Three Imaginary Girls

Seattle's Indie-Pop Press – Music Reviews, Film Reviews, and Big Fun

I created the opportunity to see Feral Children and Dead Confederate at the Doug Fir in Portland Tuesday night, then saw them again Wednesday at Chop Suey. Back-to-back shows on weeknights are always grueling, but this lineup, which also included Apollo Sunshine, was more than worth it.

The Doug Fir’s small Tuesday audience was not terribly receptive as Feral Children bashed out a powerful set that included tempting new songs “Castrato”, “Group Home” and “Kid Origami”.

photos: Amelia Gydé

Feral Children remind me of a litter of adorable feral kittens I once encountered in the woods near Eugene, Oregon. Both are skittish if approached too quickly; feral kittens scamper away and feral music (in my experience) overwhelms. Both are intriguing, though and once familiar, the payoff is immense. Kittens are cute and Feral Children’s elements, once sufficiently absorbed from a distance, meld into something much greater than the sum of each contributor’s efforts, as they did Tuesday night.

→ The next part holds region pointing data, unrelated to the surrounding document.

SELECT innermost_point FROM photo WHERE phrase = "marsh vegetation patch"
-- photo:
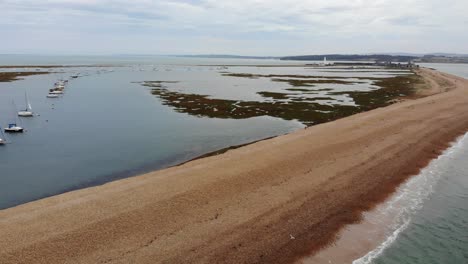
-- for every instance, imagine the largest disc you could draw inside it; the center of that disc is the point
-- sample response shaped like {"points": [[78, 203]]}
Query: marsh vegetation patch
{"points": [[291, 105]]}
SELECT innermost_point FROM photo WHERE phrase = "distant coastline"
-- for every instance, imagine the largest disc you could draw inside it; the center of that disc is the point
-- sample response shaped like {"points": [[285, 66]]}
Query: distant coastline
{"points": [[416, 58], [294, 191]]}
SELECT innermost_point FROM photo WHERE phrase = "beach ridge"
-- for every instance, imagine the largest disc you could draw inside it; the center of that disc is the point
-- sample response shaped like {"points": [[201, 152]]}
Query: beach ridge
{"points": [[269, 202]]}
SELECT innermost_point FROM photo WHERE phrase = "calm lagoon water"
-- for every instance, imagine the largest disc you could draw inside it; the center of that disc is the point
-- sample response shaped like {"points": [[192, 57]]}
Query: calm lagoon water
{"points": [[108, 126]]}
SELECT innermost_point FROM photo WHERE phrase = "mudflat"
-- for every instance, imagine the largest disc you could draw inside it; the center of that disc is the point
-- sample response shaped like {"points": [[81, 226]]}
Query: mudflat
{"points": [[268, 202]]}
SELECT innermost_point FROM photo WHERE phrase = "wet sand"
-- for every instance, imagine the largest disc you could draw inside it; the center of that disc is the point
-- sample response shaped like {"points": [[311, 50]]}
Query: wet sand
{"points": [[270, 202]]}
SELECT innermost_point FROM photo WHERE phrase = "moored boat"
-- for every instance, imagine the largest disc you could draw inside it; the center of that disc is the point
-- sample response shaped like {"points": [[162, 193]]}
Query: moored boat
{"points": [[13, 128], [28, 111], [2, 138]]}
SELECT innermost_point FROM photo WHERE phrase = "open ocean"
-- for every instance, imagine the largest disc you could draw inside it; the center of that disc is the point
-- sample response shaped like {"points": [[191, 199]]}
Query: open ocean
{"points": [[433, 225]]}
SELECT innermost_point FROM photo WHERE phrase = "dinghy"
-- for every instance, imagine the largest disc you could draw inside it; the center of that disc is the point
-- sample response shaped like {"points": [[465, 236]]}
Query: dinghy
{"points": [[28, 111], [12, 126], [51, 95], [2, 138]]}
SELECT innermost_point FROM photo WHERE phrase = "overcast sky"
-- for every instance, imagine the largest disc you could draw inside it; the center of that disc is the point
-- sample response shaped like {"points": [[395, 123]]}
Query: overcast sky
{"points": [[247, 27]]}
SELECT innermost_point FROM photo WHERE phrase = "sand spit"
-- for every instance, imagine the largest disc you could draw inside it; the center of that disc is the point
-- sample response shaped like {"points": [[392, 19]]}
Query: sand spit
{"points": [[269, 202]]}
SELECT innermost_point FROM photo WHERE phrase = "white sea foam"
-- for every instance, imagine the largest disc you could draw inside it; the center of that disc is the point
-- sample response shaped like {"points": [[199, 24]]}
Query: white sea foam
{"points": [[410, 198]]}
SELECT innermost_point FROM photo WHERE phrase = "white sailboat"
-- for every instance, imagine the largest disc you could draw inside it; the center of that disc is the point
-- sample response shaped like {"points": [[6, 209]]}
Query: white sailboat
{"points": [[50, 95], [28, 111], [12, 126], [2, 138]]}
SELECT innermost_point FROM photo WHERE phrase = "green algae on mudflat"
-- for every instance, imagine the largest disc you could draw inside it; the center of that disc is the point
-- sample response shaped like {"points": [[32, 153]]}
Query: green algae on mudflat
{"points": [[303, 109], [391, 88], [14, 76]]}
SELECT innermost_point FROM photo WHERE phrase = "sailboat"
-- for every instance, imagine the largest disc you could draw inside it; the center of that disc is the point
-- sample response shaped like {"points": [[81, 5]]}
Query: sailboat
{"points": [[12, 126], [28, 111], [2, 138]]}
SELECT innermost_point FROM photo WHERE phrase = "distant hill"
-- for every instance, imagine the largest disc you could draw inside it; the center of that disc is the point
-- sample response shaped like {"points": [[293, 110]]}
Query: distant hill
{"points": [[226, 56], [353, 57], [393, 57]]}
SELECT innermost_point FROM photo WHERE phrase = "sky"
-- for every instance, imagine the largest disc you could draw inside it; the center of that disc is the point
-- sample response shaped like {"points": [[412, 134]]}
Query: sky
{"points": [[243, 27]]}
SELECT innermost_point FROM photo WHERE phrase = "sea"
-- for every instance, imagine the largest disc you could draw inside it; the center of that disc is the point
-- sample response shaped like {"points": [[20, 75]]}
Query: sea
{"points": [[431, 226], [108, 126]]}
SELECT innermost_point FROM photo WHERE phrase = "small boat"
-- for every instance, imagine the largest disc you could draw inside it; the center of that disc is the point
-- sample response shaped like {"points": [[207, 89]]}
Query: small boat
{"points": [[56, 92], [28, 111], [12, 125], [2, 138], [13, 128]]}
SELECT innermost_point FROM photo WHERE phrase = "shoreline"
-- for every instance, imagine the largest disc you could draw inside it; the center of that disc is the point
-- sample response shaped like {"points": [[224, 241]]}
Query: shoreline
{"points": [[380, 227], [272, 190]]}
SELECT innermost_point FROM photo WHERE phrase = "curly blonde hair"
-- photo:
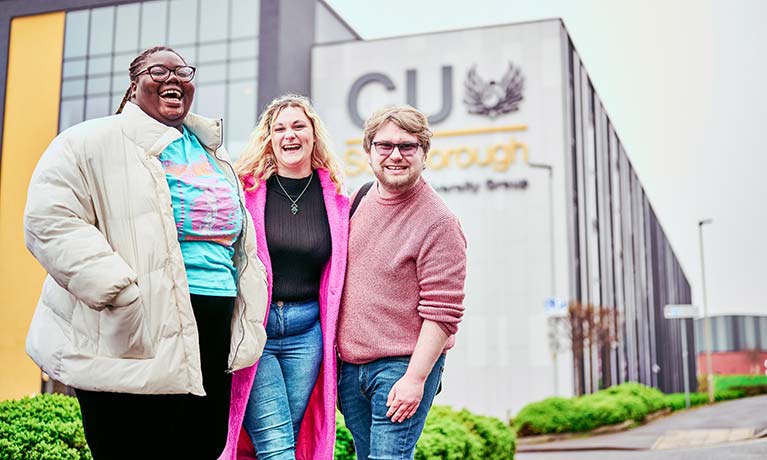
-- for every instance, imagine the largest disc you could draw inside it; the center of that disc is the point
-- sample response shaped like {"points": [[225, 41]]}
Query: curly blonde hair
{"points": [[258, 160]]}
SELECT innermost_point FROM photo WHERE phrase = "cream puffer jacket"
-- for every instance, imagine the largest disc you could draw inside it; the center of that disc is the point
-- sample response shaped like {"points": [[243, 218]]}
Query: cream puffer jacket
{"points": [[115, 313]]}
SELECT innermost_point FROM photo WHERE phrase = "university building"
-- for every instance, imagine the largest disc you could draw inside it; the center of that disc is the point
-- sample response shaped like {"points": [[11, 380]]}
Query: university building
{"points": [[523, 152]]}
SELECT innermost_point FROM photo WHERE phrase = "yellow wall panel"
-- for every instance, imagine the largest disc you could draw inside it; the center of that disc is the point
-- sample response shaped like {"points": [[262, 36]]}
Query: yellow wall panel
{"points": [[30, 123]]}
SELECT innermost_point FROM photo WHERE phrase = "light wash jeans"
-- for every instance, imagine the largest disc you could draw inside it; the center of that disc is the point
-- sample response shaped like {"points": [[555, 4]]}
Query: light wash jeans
{"points": [[287, 372], [362, 392]]}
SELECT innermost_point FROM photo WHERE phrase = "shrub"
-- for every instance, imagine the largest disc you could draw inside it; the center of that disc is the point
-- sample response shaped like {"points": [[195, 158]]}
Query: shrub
{"points": [[44, 427], [552, 415], [728, 382], [628, 401], [449, 435], [344, 449]]}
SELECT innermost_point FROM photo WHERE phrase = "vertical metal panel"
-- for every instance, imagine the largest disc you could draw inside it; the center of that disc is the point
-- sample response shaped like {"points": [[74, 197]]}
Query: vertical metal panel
{"points": [[34, 76]]}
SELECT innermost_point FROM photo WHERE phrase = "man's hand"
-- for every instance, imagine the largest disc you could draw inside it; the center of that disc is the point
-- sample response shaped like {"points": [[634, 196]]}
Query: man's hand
{"points": [[404, 398]]}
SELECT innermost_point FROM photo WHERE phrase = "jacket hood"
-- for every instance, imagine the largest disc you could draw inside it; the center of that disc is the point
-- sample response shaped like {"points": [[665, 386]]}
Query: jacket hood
{"points": [[153, 136]]}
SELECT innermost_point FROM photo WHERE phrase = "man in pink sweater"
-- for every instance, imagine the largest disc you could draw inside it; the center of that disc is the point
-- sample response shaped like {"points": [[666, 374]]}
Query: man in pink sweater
{"points": [[403, 296]]}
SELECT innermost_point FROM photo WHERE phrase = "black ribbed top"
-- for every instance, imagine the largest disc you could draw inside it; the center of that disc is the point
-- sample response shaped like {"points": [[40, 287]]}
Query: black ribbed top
{"points": [[299, 245]]}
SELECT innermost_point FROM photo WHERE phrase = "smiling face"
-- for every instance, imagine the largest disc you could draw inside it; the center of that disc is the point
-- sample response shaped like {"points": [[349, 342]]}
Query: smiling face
{"points": [[293, 142], [167, 102], [396, 173]]}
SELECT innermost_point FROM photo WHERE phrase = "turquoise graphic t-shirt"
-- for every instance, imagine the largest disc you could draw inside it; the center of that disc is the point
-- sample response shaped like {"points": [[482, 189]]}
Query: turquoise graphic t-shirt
{"points": [[208, 216]]}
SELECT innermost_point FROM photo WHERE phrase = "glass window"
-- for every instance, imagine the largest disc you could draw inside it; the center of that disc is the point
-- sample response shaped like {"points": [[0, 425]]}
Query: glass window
{"points": [[214, 20], [189, 53], [182, 22], [210, 73], [126, 28], [71, 113], [245, 18], [99, 66], [98, 85], [240, 117], [74, 68], [76, 34], [121, 62], [120, 83], [153, 27], [74, 87], [210, 100], [243, 49], [242, 69], [97, 106], [101, 32], [212, 53]]}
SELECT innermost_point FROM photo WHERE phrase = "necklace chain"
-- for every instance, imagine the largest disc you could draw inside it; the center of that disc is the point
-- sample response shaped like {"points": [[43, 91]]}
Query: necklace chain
{"points": [[294, 203]]}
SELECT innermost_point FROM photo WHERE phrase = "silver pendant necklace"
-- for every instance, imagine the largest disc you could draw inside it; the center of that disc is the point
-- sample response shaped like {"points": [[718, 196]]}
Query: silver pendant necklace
{"points": [[294, 203]]}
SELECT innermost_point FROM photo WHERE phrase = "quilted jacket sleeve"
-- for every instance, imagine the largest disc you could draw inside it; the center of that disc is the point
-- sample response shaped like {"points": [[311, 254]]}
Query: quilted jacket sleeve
{"points": [[60, 231]]}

Wednesday’s set at Chop Suey was better, at least in part due to the appreciative audience that gathered early. The difference between the two nights illustrated how important crowd response is – none of the bands were given enough from the audience in Portland, but Seattle’s crowd kept the energy going, giving Feral Children back as much as was dished out as favorites “Jaundice Giraffe”, “Zyghost” and “Spy/Glass House” were offered and most willingly consumed.

Dead Confederate is an amazing live band. Masters of buildup and payoff, they drew me in with gorgeous songs like “Wrecking Ball” and “Get Out” that took me back to warm Georgia nights when I would sometimes sneak into a downtown Augusta cemetery with friends and wander forbidden among headstones in the dark. Dead Confederate conjured the same hair-raising tingles I experienced looking over my shoulder for ghosts or security guards and the same stolen elation every time we got away with it. Live, their songs creep in like the mist that hung in ribbons over the small graveyard stream until they suddenly explode in searing brilliance.

The Doug Fir held a small but attentive audience that included a few stoic front-rowers more interested in their video footage than the unbelievably good band right in front of them.

The crowd warmed and grew as the set progressed and the last songs including “Tortured Artist Saint” were well received.

Chop Suey’s crowd the next night was ready for Dead Confederate. “The Rat” and “Heavy Petting” were met with enthusiasm and energy that was given right back, fueling an intense set I’ll not soon forget. Come back soon, Dead Confederate!